Expliquez que vous allez prendre la responsabilité de ce qui va se décider. Et à mesure que vous leur déléguez des tâches, vous les laisserez prendre des décisions tout en restant responsable. À cette étape, évitez de leur affirmer qu’ils ont droit à l’erreur, c’est contreproductif.

La problématique de la responsabilité.

La crainte de la responsabilité est un vrai frein dans la délégation. En vous demandant de l’aide dans la tâche que vous lui avez déléguée, votre collaborateur pense vous en redonner la responsabilité alors que vous en êtes déjà responsable et que vous la partagez avec lui.
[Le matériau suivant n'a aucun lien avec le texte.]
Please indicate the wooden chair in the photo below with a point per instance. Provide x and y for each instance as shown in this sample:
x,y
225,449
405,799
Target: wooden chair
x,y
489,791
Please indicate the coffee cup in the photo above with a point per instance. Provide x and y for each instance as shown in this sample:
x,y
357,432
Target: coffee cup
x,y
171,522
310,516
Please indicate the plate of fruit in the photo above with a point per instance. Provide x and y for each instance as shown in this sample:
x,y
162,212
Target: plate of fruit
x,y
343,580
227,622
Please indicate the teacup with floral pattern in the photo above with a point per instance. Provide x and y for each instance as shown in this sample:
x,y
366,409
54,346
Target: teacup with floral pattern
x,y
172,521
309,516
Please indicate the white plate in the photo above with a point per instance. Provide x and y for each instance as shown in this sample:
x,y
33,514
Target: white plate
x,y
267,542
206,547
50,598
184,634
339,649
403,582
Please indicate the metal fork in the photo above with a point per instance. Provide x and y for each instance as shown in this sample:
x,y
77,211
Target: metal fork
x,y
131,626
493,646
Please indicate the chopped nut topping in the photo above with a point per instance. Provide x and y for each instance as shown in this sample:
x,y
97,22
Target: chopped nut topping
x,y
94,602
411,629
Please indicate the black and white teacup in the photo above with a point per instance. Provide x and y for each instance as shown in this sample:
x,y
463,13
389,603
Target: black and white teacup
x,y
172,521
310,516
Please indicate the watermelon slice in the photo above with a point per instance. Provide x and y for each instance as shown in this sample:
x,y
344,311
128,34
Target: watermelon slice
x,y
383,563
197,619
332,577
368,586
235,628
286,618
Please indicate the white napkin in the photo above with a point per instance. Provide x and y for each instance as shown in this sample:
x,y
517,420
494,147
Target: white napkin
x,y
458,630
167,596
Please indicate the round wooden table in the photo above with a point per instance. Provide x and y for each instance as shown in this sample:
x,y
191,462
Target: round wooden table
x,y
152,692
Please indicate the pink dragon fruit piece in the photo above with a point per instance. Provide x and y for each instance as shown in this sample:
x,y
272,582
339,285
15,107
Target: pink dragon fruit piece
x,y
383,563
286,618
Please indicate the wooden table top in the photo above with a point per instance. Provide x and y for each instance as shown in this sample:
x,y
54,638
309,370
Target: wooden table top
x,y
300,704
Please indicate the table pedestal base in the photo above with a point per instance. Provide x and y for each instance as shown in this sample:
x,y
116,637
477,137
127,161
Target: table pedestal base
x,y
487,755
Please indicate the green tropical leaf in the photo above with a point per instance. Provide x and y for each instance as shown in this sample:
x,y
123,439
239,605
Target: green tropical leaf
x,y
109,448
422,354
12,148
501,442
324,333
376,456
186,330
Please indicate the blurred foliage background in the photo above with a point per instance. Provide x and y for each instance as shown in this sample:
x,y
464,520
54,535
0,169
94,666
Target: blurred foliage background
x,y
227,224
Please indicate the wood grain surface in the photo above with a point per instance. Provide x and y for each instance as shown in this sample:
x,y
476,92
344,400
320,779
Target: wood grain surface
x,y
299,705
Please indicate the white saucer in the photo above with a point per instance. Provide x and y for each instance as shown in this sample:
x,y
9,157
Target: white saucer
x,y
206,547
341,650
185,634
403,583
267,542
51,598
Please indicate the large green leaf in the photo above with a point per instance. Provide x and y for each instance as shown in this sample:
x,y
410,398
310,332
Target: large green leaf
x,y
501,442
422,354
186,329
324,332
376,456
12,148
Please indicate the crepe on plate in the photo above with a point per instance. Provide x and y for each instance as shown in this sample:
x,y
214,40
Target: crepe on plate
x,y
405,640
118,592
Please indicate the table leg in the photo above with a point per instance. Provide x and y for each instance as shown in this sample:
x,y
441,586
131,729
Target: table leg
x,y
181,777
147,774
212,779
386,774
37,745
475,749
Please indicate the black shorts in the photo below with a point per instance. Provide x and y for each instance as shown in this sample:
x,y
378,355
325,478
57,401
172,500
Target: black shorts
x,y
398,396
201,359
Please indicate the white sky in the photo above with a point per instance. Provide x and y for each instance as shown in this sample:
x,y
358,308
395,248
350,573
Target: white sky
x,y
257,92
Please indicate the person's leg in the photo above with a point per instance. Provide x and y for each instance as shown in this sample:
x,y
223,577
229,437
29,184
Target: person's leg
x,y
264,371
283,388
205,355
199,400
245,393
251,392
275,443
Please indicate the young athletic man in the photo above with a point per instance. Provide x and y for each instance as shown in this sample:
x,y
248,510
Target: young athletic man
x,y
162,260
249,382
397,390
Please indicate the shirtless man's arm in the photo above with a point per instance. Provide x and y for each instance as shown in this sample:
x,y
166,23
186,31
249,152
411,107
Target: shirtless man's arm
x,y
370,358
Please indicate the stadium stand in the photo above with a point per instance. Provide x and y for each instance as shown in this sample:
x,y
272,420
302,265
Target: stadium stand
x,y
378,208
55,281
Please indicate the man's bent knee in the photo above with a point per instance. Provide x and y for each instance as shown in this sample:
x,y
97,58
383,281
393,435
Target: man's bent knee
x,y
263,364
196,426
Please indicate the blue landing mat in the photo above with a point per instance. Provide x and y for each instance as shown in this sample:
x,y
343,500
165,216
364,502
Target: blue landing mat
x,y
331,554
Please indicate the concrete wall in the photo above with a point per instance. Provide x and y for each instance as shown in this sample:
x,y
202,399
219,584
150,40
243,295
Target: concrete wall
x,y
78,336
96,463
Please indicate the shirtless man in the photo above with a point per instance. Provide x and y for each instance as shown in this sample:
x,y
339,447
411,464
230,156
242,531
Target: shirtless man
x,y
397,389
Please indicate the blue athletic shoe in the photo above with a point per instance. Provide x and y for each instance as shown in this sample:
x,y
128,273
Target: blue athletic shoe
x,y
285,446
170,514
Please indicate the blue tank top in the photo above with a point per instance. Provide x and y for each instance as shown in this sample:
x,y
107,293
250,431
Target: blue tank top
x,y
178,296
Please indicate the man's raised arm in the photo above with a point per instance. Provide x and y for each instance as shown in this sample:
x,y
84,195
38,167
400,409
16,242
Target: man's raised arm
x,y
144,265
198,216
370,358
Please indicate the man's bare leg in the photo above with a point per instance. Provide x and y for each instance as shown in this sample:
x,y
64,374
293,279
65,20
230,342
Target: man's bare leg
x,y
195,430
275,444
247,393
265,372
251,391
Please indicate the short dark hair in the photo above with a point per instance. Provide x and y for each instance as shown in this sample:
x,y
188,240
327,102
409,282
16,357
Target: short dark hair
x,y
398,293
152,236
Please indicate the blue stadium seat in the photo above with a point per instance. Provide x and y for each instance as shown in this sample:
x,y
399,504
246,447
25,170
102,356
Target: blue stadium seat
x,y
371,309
Lorsque vous lui annoncez que vous prenez la décision, il lui est plus facile de la réaliser la lettre, et c’est aussi une manière de lui dire qu’il va aussi prendre une décision comme celle-là bientôt. Il faut que votre collaborateur comprenne que le travail évolue et qu’il doit abandonner certaines tâches qui ne sont plus utiles. De cette manière, il aura une plus haute estime de lui-même en sachant que vous lui déléguez quelque chose de plus important.

Les doutes des autres.

Une fois que vous avez pris la décision et que vous avez déterminé les tâches à abandonner, il se peut des collègues aient des doutes à propos de cette décision (surtout si une des taches supprimée les concerne directement. Et dans ce cas, demandez à votre collaborateur de rediriger vers vous toutes les questions qu’il peut recevoir. Vous allez légalement les prendre en charge et y répondre à sa place. Vous évitez ainsi que votre collaborateur soit en porte à faux et vous allez lui exprimer pleinement votre soutien. Votre rôle de manager est de prendre la responsabilité de la décision et de tout ce qu’elle implique, y compris donc les questions, et autres doutes métaphysiques.

En même temps, il est plus évident qu’il n’y ait pas de questions. C’est vraiment très rare que des doutes surgissent. Avec de bonnes recommandations et une bonne communication, vous éviterez certainement les questions. La décision aura toujours des effets positifs.

La délégation à la base vaut la peine d’être mise en oeuvre.